SÃO PAULO, SP (FOLHAPRESS) - Envolto em indefinição quanto à retomada de seu acordo nuclear de 2015 com os Estados Unidos, o Irã começou a atualizar o seu programa de enriquecimento de urânio.
A informação é de um relatório do órgão de vigilância nuclear da ONU, a Agência Internacional de Energia Atômica (AIEA), obtido nesta segunda-feira (29) pela agência Reuters.
Segundo o documento, há mais de um ano um de três conjuntos de centrífugas IR-6 instaladas no complexo nuclear de Natanz enriquece urânio em um nível de até 60% de pureza. O IR-6 é o modelo de centrífuga mais avançado do mercado –segundo o acordo de 2015, o único modelo que o Irã poderia usar para esse fim é o IR-1, de primeira geração.
Um dos outros dois conjuntos instalados em Natanz passa por um processo anterior ao enriquecimento de urânio. E o outro ainda foi alimentado com material nuclear. No relatório a que a Reuters teve acesso, dirigido aos Estados-membros da ONU, a agência relata que novas observações do tipo foram feitas na planta neste domingo (28).
De acordo com o documento, avanços nesse sentido acontecem em outros locais além de Natanz. Um outro conjunto de centrífugas teria começado a enriquecer urânio em um nível de 20% numa planta nuclear incrustada numa montanha em Fordow. Natanz e Fordow ficam, respectivamente, a cerca de quatro e duas horas de carro da capital Teerã.
Nesta segunda, o presidente iraniano, Ebrahim Raisi, criticou o relatório da agência das Nações Unidas, dizendo que ele põe em suspensão as discussões sobre o tratado nuclear. "Todos os temas [relacionados à AIEA] devem ser resolvidos. Se não forem, não faz sentido falar do acordo", disse, em entrevista coletiva.
O Irã já diversas vezes que o órgão encerre suas investigações no país, mas o diretor-geral Rafael Grossi reforçou na semana passada, em entrevista à rede CNN, que não tinha essa intenção.
O tratado assinado por Irã e EUA em 2015 estabelecia uma série de limites às atividades nucleares iranianas em troca do fim das sanções americanas à nação do Oriente Médio. O acordo, que teria validade até 2031, foi rompido pela gestão de Donald Trump em 2018, ao que o Irã respondeu desobedecendo uma a uma as restrições anteriormente impostas.
No ano passado, pouco depois da posse de Joe Biden, Teerã e Washington voltaram a conversar sobre o tratado.

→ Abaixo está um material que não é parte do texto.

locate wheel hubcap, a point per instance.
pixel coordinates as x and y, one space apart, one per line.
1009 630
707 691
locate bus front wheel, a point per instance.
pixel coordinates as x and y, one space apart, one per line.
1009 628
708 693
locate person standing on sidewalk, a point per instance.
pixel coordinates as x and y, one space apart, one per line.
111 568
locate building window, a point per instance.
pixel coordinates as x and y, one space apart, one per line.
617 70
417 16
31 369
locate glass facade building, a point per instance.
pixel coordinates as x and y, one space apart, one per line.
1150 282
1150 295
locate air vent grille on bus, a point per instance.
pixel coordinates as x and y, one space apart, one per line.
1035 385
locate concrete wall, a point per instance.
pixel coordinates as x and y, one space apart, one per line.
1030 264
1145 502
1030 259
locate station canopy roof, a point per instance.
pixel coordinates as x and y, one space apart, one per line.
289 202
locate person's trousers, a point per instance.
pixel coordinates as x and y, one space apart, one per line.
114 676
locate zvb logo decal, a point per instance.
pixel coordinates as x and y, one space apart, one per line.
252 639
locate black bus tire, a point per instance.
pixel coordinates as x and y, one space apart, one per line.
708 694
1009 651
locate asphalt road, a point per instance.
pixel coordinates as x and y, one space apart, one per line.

Houve mais um ano de negociações indiretas, até que, no mês passado a União Europeia agiu na mediação de conversas para tentar fazer com que os dois lados cheguem a um meio-termo.
Entre os principais empecilhos travando as conversas estavam exigências como a de que os EUA encerrasse sanções contra a Guarda Revolucionária, a força de segurança de elite do país. Os americanos designam o grupo como uma organização terrorista internacional.
O Irã disse recentemente que em breve responderá aos comentários americanos sobre a versão mais atualizada do tratado. O novo acordo põe um limite de pureza do enriquecimento de urânio em 3,67%. Isso significa que o Teerã teria que voltar atrás em boa parte do enriquecimento que vem promovendo.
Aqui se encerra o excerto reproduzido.